Last week, as reported here the new Consumer Financial Protection Bureau (CFPB) released a second version of prototype documents designed to integrate disclosure forms mandated by the Real Estate Settlement and Procedures Act (RESPA) and the Truth in Lending Act (TILA).  Consolidation of the two forms has long been sought by the lending community and is mandated by the Dodd-Frank Wall Street Reform Act.  Comments on the revised prototypes were due by July 5.

On that date the Mortgage Bankers Association (MBA) sent a letter to Elizabeth Warren, Assistant to the President and Special Advisor to the Treasury Secretary responsible for establishing CFPB asserting that the week allotted for comments on the prototypes, which included the July 4 holiday, was not sufficient to allow the industry to conduct a suitable review.  This is especially true, the MBA said, "considering that comments are sought on the presentation of closing costs. This is a matter that the Department of Housing and Urban Development (HUD) considered for several years through two successive rulemakings that engendered tens of thousands of comments. "

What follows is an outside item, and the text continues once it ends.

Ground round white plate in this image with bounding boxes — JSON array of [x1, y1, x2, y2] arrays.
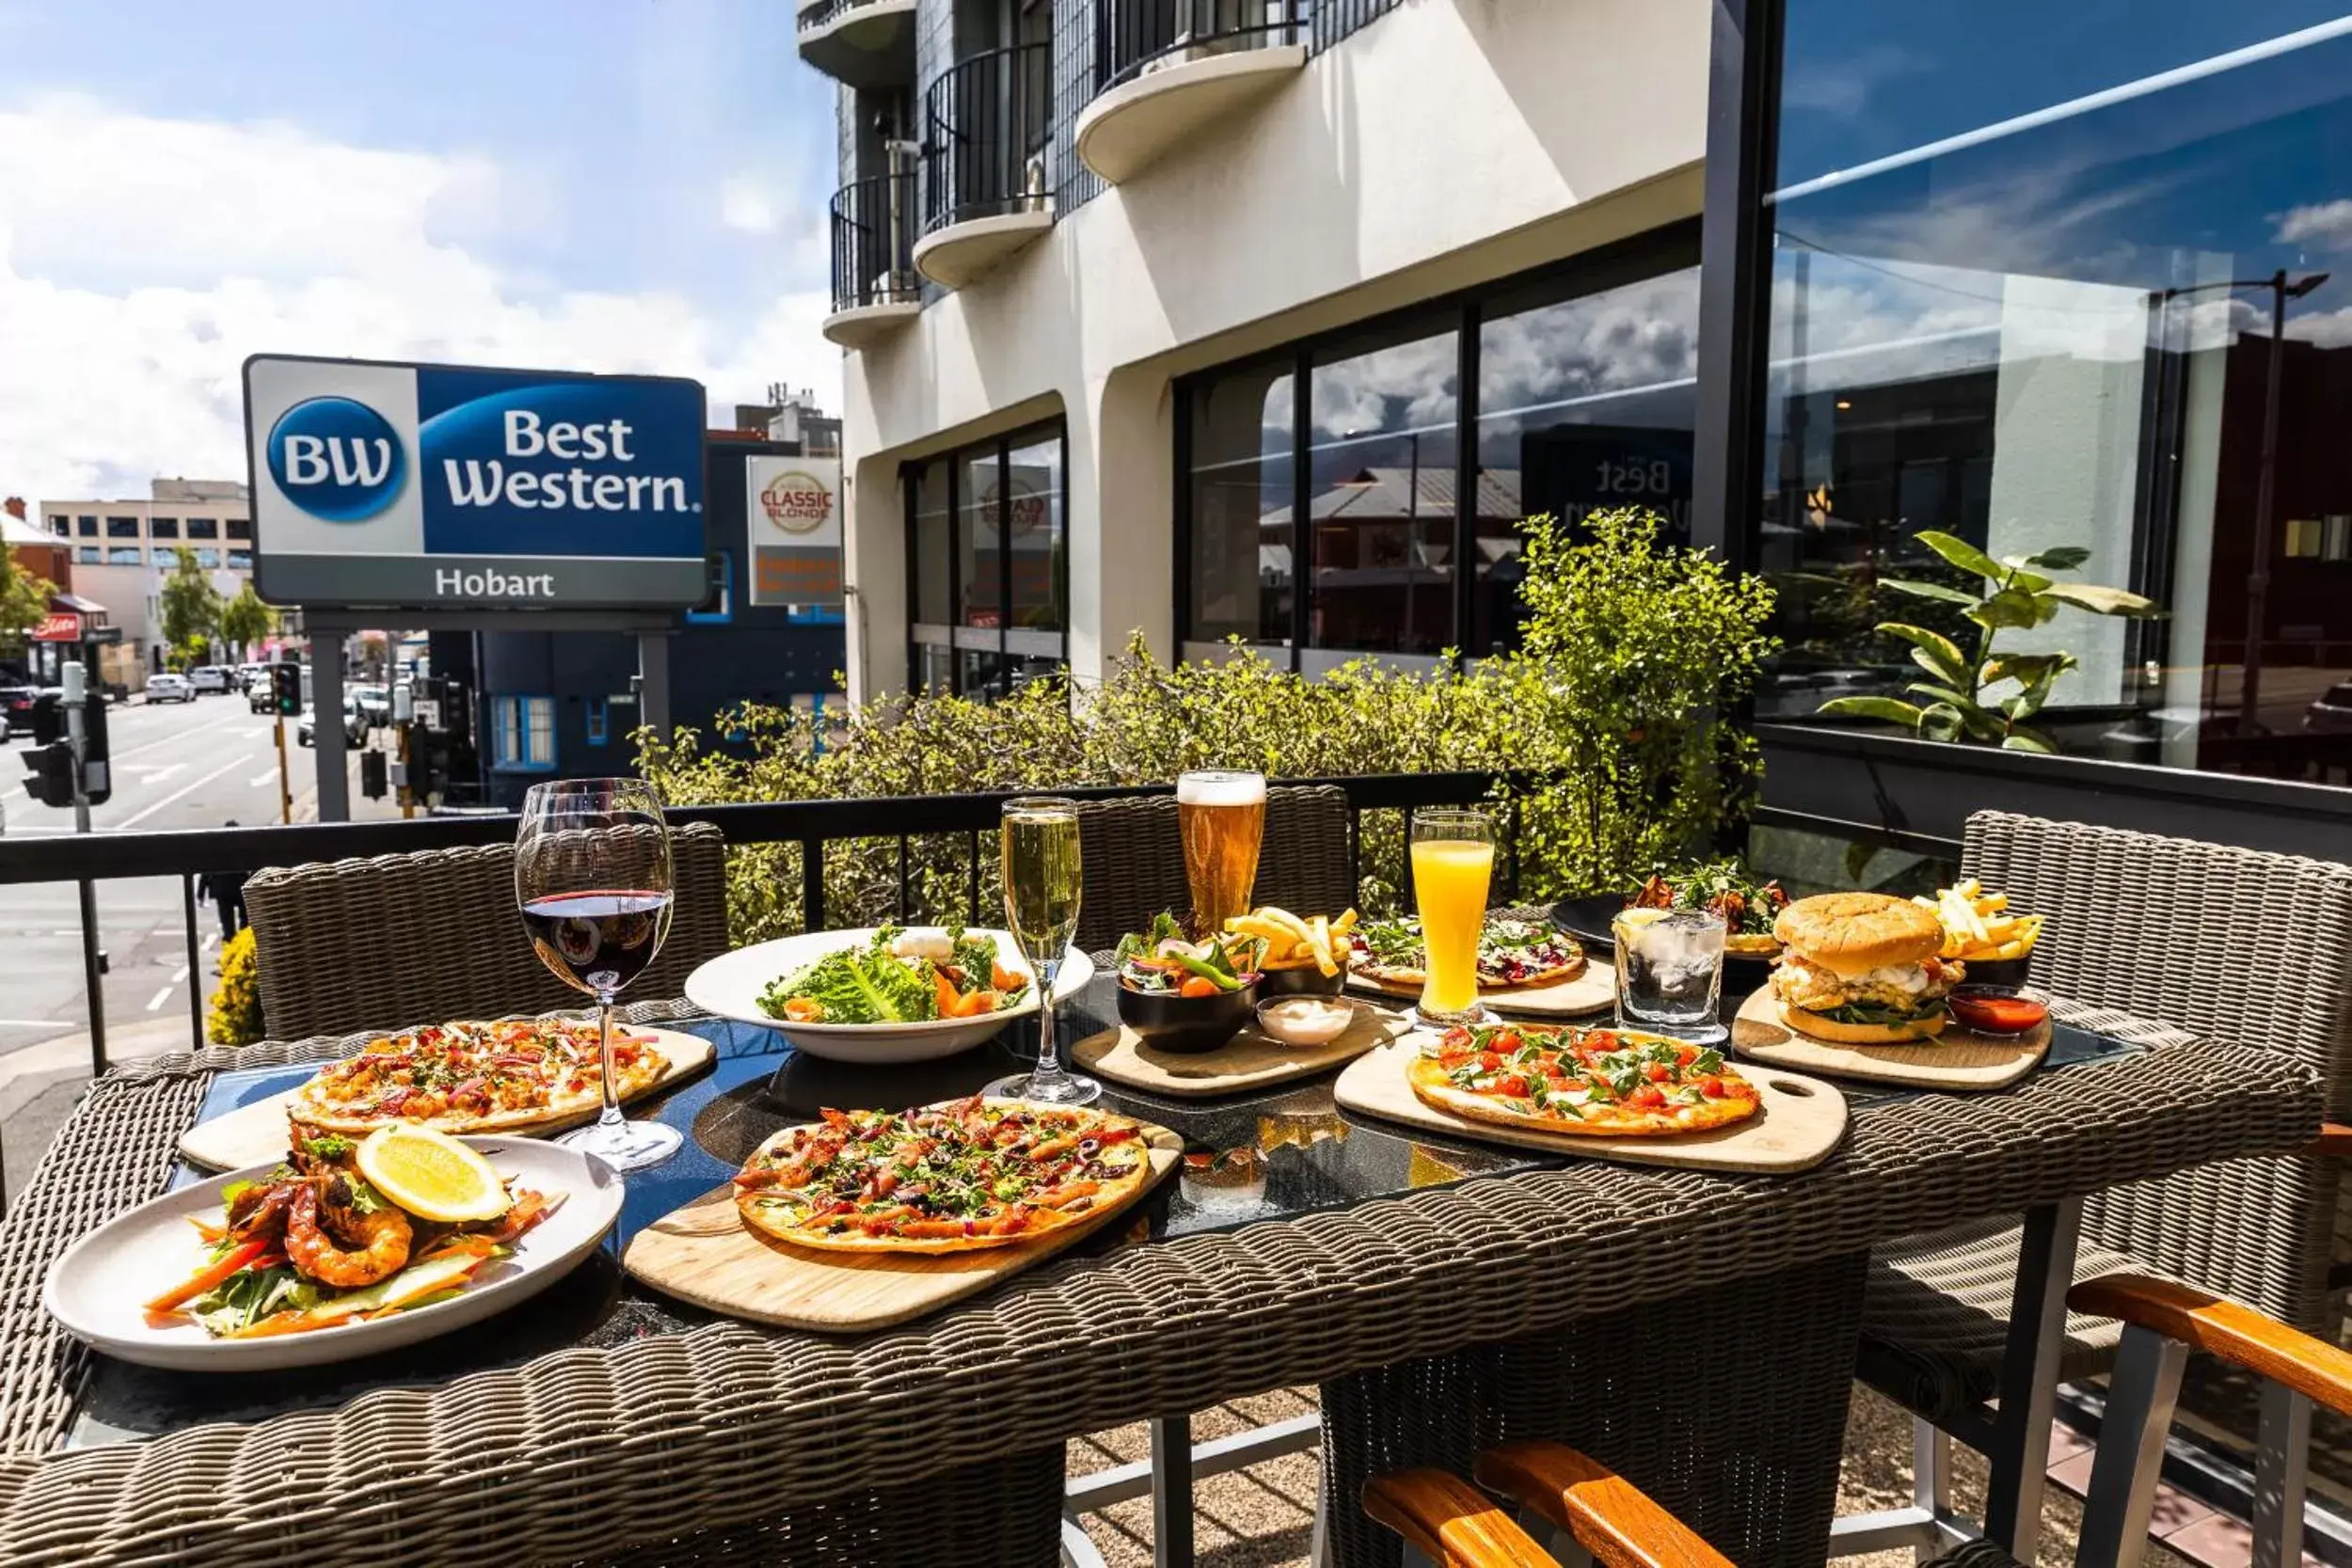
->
[[683, 926, 1093, 1063], [44, 1138, 623, 1371]]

The letter to Warren, signed by Stephen A. O'Connor, MBA's Senior Vice President for Public Policy and Industry Relations suggested that, rather than the expedited comment period the Bureau meet with MBA and other industry representatives to focus on closing costs and concerns as to which rules are applicable so that the Bureau could provide lenders a better understanding of the direction of the project and hear the practical concerns of stakeholders posed by the prototypes.

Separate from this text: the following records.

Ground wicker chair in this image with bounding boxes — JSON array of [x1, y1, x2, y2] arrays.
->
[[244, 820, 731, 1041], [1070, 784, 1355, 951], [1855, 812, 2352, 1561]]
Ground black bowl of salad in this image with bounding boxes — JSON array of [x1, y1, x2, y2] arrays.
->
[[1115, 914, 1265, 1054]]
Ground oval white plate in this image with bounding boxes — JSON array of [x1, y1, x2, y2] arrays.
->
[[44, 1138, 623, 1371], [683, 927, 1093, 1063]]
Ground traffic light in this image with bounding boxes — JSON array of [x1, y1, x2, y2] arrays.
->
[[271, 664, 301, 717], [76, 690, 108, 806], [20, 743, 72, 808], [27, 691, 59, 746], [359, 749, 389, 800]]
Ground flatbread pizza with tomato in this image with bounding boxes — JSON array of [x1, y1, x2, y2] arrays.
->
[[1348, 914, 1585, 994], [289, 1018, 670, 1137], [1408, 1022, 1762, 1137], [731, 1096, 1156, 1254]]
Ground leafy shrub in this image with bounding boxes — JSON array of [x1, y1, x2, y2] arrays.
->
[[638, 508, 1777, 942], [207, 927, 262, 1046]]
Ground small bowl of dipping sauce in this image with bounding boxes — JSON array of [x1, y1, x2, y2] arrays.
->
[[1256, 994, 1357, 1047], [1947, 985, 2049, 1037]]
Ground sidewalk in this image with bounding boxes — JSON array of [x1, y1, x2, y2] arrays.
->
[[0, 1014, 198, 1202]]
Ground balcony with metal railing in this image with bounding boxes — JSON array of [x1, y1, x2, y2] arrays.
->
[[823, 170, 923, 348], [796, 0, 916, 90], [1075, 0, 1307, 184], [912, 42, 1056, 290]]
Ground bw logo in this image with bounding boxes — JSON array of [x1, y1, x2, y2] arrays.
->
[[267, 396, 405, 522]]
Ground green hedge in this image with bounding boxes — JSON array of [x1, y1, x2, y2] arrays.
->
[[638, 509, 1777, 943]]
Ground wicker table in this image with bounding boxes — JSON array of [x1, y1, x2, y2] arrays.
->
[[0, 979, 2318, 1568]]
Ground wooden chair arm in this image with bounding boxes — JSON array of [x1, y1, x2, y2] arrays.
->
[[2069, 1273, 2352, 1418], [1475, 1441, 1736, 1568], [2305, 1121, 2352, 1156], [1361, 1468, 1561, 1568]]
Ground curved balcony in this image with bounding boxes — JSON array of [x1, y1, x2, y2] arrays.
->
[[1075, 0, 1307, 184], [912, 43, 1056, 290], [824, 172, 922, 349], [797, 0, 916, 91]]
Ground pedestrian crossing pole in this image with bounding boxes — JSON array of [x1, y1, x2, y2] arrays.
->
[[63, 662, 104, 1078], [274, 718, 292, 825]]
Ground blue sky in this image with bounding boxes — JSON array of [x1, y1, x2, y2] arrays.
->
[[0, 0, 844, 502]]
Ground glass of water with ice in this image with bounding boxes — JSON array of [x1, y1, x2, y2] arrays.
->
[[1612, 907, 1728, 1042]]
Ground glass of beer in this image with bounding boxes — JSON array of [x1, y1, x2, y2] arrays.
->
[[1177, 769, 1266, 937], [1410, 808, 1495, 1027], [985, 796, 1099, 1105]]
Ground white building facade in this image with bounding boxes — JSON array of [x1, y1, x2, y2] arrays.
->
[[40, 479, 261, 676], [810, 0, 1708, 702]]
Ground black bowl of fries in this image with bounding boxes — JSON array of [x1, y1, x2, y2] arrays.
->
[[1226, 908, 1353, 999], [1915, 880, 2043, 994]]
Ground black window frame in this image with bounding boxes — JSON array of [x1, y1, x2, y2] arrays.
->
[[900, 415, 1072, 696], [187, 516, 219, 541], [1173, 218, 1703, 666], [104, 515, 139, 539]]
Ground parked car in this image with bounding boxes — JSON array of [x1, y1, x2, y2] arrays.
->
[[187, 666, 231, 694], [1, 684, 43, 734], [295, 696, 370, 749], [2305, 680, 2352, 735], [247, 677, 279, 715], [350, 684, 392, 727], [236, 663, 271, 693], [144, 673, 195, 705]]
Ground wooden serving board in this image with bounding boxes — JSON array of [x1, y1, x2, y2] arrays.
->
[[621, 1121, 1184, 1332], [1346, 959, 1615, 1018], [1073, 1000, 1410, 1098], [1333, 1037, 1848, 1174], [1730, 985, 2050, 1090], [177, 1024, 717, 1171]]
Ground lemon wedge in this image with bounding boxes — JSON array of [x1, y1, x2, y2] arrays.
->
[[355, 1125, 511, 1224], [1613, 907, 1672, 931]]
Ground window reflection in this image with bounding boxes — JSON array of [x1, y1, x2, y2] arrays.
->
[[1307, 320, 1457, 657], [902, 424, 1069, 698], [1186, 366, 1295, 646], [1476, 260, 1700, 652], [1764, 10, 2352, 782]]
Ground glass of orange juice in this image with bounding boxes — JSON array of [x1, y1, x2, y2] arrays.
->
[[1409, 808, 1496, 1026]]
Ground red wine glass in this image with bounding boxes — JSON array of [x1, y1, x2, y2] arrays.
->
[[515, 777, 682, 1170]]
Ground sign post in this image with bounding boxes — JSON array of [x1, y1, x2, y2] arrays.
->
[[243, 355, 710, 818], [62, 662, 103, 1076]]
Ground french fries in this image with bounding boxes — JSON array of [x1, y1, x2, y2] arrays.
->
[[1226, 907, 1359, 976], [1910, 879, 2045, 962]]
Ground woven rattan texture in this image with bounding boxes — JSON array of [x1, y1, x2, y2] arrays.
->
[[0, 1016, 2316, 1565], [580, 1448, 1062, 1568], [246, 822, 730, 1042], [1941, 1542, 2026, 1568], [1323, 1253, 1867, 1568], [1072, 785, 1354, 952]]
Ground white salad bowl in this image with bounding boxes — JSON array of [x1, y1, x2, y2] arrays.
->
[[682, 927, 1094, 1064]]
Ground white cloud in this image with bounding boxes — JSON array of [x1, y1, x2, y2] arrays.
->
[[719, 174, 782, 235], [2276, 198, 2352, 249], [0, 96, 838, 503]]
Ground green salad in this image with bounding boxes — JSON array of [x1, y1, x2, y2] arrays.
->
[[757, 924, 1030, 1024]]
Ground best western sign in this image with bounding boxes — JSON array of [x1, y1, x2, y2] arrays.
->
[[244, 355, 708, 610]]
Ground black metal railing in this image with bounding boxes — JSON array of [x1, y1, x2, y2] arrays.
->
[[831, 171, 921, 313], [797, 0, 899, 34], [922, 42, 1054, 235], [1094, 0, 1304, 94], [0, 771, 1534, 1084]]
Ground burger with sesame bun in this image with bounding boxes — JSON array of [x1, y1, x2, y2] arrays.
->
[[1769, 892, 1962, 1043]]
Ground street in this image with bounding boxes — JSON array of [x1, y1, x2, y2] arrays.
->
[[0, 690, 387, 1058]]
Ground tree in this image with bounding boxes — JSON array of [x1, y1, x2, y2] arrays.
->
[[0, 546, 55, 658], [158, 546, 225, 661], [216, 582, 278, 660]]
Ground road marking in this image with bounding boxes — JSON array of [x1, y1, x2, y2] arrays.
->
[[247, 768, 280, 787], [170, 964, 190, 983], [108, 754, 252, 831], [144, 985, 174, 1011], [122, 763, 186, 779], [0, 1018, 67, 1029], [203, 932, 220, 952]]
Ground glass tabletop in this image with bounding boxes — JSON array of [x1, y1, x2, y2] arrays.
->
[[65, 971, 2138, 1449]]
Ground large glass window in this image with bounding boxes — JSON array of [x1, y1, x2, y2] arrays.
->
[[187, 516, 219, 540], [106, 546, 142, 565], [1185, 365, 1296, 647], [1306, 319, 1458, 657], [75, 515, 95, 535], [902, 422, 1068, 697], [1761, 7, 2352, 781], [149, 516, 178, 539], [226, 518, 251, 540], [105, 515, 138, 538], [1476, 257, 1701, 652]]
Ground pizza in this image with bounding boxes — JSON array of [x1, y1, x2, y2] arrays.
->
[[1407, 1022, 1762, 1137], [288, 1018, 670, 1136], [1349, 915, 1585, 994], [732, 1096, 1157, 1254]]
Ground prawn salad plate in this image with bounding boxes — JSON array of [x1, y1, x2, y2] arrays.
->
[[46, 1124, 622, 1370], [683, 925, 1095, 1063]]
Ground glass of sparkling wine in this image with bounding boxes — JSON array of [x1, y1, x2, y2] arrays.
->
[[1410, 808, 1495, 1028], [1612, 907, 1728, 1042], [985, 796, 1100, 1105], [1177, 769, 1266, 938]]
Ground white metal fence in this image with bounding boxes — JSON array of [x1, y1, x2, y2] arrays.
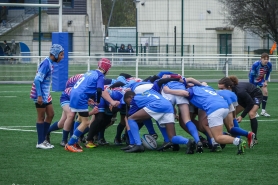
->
[[0, 54, 277, 83]]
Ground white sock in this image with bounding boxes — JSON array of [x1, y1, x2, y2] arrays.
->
[[233, 138, 240, 145], [211, 138, 218, 145]]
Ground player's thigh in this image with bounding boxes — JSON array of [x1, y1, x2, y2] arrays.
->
[[235, 105, 244, 115], [45, 103, 54, 118], [261, 86, 268, 95], [128, 108, 152, 121]]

MBA said that it considered the forms improved but found that the presentation of closing costs to be inconsistent with current RESPA rules and the suggested disaggregation of fees to be unclear.  For example, the listing of closing costs on one prototype combines fees that are subject to zero and ten percent tolerances and groups fees that are subject to tolerance with fees which are not, such as transfer taxes.  The grouping of fees on the other prototype under "Costs" combines origination fees and fees that are connected to the interest rate thus, mixing some fees that are subject to change during the life of the loan with fees that are not.

The two prototypes make identical presentations of loan terms, projected payments, and comparisons but differ substantially in the manner in which they present loan estimate details. 

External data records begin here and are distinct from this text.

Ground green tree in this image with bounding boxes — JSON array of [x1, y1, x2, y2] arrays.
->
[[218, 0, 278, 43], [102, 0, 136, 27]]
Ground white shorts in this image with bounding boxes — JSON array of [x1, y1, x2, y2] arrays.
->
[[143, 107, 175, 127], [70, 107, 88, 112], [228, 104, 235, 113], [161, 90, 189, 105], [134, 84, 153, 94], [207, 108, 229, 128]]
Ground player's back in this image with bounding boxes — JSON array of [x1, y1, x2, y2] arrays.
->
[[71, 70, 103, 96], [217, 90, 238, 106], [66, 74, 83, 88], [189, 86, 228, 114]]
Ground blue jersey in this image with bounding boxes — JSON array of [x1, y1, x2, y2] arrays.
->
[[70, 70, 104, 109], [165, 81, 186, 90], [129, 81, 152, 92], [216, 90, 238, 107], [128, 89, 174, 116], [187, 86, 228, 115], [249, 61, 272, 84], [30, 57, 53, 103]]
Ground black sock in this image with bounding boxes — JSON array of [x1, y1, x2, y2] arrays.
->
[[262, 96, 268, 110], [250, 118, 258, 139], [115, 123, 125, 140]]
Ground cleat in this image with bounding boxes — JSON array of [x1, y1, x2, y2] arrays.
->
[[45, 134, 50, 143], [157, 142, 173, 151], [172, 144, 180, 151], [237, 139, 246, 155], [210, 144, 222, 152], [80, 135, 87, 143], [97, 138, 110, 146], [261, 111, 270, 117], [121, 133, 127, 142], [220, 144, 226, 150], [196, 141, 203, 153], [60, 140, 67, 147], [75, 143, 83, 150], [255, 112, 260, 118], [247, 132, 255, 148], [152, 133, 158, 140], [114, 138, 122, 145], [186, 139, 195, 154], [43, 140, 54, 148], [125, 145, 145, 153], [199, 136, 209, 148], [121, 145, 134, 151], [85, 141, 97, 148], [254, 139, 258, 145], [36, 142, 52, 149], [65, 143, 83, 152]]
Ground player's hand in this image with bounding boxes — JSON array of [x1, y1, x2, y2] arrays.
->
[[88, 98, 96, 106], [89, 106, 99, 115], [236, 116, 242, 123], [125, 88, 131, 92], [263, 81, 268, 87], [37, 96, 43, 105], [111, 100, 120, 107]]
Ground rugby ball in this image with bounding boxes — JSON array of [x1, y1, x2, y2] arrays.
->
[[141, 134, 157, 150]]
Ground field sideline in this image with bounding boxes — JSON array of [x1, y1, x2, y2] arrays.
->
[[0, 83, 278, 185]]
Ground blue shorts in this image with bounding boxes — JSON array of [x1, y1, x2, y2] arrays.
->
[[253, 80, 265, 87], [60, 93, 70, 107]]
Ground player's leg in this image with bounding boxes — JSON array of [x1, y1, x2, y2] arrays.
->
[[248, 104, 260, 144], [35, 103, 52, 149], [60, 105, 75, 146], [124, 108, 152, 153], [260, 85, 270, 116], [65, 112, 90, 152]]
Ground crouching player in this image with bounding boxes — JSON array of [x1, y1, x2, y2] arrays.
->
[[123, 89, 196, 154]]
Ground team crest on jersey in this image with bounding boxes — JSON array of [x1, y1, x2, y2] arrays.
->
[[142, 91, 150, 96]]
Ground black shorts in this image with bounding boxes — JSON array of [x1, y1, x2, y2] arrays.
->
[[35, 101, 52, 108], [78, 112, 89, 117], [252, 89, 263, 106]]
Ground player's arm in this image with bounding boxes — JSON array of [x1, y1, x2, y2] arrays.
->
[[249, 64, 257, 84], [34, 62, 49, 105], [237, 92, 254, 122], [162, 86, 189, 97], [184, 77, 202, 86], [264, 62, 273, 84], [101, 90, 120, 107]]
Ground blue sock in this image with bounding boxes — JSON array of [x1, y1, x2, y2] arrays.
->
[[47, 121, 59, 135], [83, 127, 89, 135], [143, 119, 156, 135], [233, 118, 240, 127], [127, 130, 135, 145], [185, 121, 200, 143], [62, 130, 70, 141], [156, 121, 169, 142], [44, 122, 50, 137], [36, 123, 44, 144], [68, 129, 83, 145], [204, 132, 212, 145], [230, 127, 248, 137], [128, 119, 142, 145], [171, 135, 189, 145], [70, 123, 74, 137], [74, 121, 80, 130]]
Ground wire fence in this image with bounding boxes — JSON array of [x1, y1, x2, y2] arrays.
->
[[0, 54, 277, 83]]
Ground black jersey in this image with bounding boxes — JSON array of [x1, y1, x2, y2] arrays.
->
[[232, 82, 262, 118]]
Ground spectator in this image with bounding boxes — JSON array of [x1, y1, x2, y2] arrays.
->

MBA said that the forms may be operationally difficult for lenders to use; expressing what are largely formatting concerns relating to double-sided disclosures, shaded printing, fonts, and printing within shapes.  Some of the formatting requires complex programming and in some cased could make it impossible to properly disclose some specialized products. 

The letter also made some detailed criticisms of the manner in which information is presented.  For example, under loan terms, there are projected payments for intervals downstream for adjustable rate mortgages which give minimum and maximum payments within the loan caps and margins.  These do not agree with the projected payments elsewhere in the form which also include estimated tax and insurance figures - a deviation that MBA said might not be readily apparent to the borrower.

The letter concludes that, if the Bureau intends to modify the RESPA and TILA requirements, "we believe that point should be made clear so commenters can provide their views on the direction the new forms might take. Given the lack of clarity on this point, it is unnecessarily difficult for commenters to provide comprehensive and informed responses."